Ana, la sorella minore, ha un carattere più critico verso questo modello sociale; è capace, a differenza della madre, di riconoscere e capire il dolore e l’ingiustizia vissuta da Pilar; vede gli errori commessi dal padre defunto e riesce a creare una relazione sana e paritaria con il compagno.
Il marito di Ana rappresenta “la nuova realtà maschile”, un uomo che collabora ai lavori domestici e che tratta la moglie su un piano di parità. Tutto questo stride con il forte carattere conservatore della madre e di Pilar, la cui autostima è stata completamente minata ed è incapace di immaginare una vita senza il marito Antonio.
Grazie al lavoro al museo, Pilar scopre il mondo dell’arte che diventa per lei una via di fuga, una valvola di sfogo, una speranza. Comincia a interessarsi al suo futuro lavorativo per riprendere contatto, alla fine, con i propri sogni e le proprie aspirazioni.
Il museo, inoltre, le permette di frequentare le colleghe, donne indipendenti e molto diverse da lei, ognuna con i propri sogni. Più simili alla sorella Ana, alcune hanno relazioni stabili, altre chattano con uomini su internet… ma tutte vivono la propria vita senza dipendere dagli uomini.
Una nuova realtà femminile
Icíar Bollaín tratteggia la nuova realtà femminile che si intreccia a un passato patriarcale ancora radicato. Così come il gruppo di terapia maschile è un ritratto di un maschilismo duro a morire; alcuni uomini hanno difficoltà a capire che le donne non sono oggetti da possedere.

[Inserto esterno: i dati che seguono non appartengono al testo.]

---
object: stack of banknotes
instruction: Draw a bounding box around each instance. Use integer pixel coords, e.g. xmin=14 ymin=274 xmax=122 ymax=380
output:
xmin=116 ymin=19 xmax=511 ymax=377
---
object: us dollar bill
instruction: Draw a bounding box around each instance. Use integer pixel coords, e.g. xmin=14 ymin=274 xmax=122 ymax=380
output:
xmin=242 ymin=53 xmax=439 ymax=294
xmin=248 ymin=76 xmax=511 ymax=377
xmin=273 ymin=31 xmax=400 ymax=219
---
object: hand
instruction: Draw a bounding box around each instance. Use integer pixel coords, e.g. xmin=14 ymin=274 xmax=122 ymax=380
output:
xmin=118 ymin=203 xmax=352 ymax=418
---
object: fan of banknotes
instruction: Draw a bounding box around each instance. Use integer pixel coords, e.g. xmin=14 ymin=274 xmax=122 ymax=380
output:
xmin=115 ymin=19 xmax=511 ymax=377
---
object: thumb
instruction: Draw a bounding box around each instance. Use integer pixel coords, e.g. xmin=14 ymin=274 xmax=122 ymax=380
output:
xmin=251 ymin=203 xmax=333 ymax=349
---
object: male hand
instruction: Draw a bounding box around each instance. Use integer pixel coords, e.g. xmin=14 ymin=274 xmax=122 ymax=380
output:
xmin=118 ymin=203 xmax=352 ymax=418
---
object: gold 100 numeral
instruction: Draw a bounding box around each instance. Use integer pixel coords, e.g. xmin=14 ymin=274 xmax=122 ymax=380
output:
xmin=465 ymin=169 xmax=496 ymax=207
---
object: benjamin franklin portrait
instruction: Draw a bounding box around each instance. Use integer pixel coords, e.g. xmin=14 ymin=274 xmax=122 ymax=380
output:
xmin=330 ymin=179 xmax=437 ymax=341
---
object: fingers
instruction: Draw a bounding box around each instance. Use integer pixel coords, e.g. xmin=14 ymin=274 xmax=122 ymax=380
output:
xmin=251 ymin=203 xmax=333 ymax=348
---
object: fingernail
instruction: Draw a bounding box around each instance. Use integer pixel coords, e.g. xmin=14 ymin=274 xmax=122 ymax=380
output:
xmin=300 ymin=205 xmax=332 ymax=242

Ti do i miei occhi non lascia questioni in sospeso. Abbraccia tutti gli aspetti della violenza domestica in una società che ha ereditato un maschilismo istituzionalizzato. Non tralascia nemmeno il punto di vista della vittima silenziosa: Juan, il figlio di Pilar e Antonio, che subisce le conseguenze lasciate da anni di maltrattamenti su Pilar.
E non dimentica di lasciare aperto uno spiraglio alla speranza. Ci suggerisce che qualcosa sta cambiando perché le donne cominciano ad assumere ruoli diversi; ci dice che la mascolinità può prendere molte forme e che anche gli uomini piangono. Soprattutto, ci invita a riflette su un problema sociale che, purtroppo, continua a distruggere molte vite.
“Che niente ci limiti. Che niente ci definisca. Che niente ci sottometta. Sia la libertà la nostra stessa sostanza.”